I was particularly interested in the fashion blogging project, not because I’m interested in fashion blogs but because their report combined several things that I do find engaging – the ways in which librarians try to get people in other fields to pay attention to us and our training, librarians’ desire to be helpful and share our expertise, the communication channels of specialized communities, information behavior data gathering methodology, and people’s desire for “authenticity.” Here, that last element manifested as the fashion bloggers’ general unwillingness to ask for or accept research and citation assistance in their writing, since research was part of their job as a blogger. Instead, they said they wanted help along the lines of a photographer or an image organizer.

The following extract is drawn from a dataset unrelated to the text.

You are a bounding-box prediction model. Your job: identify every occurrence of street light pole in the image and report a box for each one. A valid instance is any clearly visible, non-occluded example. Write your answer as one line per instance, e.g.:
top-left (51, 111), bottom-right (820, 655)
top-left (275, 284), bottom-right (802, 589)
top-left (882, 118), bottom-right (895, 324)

In the case of the librarians who chose to work with Occupy Wall Street, they were challenged by mistrust from OWS in general (fear of infiltration, of course; it didn’t seem like they had any ties to NYC lefty communities who could vouch for them), but especially, they said, from the OWS librarians. They ended up establishing contact with the Eco Cluster, who were enthusiastic about the prospect of research help. Ultimately, they all decided that an annotated bibliography on climate change impacts would be a useful project to tackle. The bibliography was presented at relevant events this spring – some people from the OWS group brought the bibliography to the Climate Impact Day in May and Rio+20 in June. They got some nice feedback: “[W]hat MyMetro Reseachers have handed grassroots campaigners is a compendium of information that would be tricky for the general public to track down using a common search engine,” wrote an eco blogger and activist.
Take a look at that bibliography and read the other groups’ reports – besides fashion blogging and OWS, the topics were lifelong learning for seniors and social media use by an elementary school’s Friends group. I think it’s great that METRO is encouraging this kind of real-life inquiry and extension of library skills.